Retail is changing. Commercial real estate is evolving. It’s an exciting time to be at the intersection of physical space and technology. While some posit that physical retail will die, I subscribe to the belief that software will help retail evolve and become more efficient and data driven.
The growth strategy for retailers is evolving. Retail now has stages for smarter growth. The growth narrative for a retailer goes something like this:
* First, start an online store through a hosted platform such as Storenvy or Etsy;
* Second, move to a self-hosted ecommerce website;
* Third, test a temporary brick & mortar store centered on a event or holiday;
* Fourth, identify a offline space to open a semi-permanent store
Retail is applying frameworks made popular in the valley. Specifically, the lean startup method is being applied to brick and mortar stores in the form of lean retail. Just as lean startups favor low cost experimentation, shorter cycle times, customer development, and testing hypothesis, lean retail applies the framework to opening brick and mortar stores. Lean retail, known in popular media as pop-up shops, is comprised of four tenets which are outlined below.
Instead of 5-10 year leases for commercial retail space, lean retail promotes short-term engagements which could range from a few weeks to a few months. These short-term engagements are largely driven by two factors: (1) holidays such as Christmas or Halloween and (2) events such as Fashion Week and SXSW. This enables a brand to take advantage of peak consumer shopping periods without being present during slow periods.
One example of this is the Rent The Runway pop-up closets opened during Fashion Week in New York City.
2. Lower Risk
Lean retail in the form of pop-up shops are lower risk because on the cost side of the equation these stores require less overhead and don’t require much if any tenant improvements (TI) because the spaces are turnkey. On the revenue side of the equation these stores are able to take advantage of high-foot traffic locations. Because of this retailers are able to minimize their downside while better targeting locations which increases their upside.
One example of creating a great retail store with low TI was the holiday pop-up shop in at Westfield San Francisco Centre in December. Local designers were able to set up their store in the space that was already built out with fixtures, lighting, wifi, etc. and only required the brand to spend money on a few temporary racks and sign decals for the front of the store.
Pop-up shops have many use cases.

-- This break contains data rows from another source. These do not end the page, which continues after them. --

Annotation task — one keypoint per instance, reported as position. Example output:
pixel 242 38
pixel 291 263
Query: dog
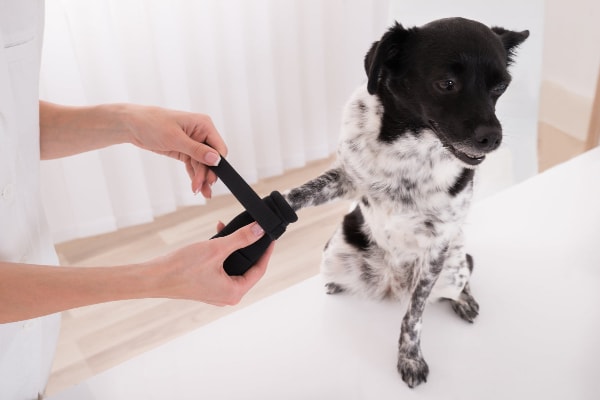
pixel 412 138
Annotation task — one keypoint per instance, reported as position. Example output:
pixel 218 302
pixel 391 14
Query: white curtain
pixel 273 75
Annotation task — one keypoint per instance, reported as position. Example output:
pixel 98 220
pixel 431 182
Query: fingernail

Retailers and brands open pop-up shops for a plethora of objectives. Some examples include:
* An ecommerce brand going offline to better connect with their customers
* Entrepreneurs and designers opening their own store as they expand their business
* Large brands aiming to increase awareness and brand activation
* A retailer entering a new market
4. Learn Faster
Pop-up shops allow brands and retailers to take user acquisition and marketing frameworks that are popular in the online world and apply them to the offline world. They can effectively A/B test physical space. This allows brands to target individual spaces, gather feedback faster and understand the conversion funnels of an individual space. Brands can test retail space, product launches, and new concepts without the capital outlay that was previously required to enter the retail world.
One prominent example of A/B testing retail space is Lululemon. Instead of signing a 5 or 10 year lease upfront, Lelulemon will set up a temporary pop-up store to test a market and obtain feedback before signing a long-term lease.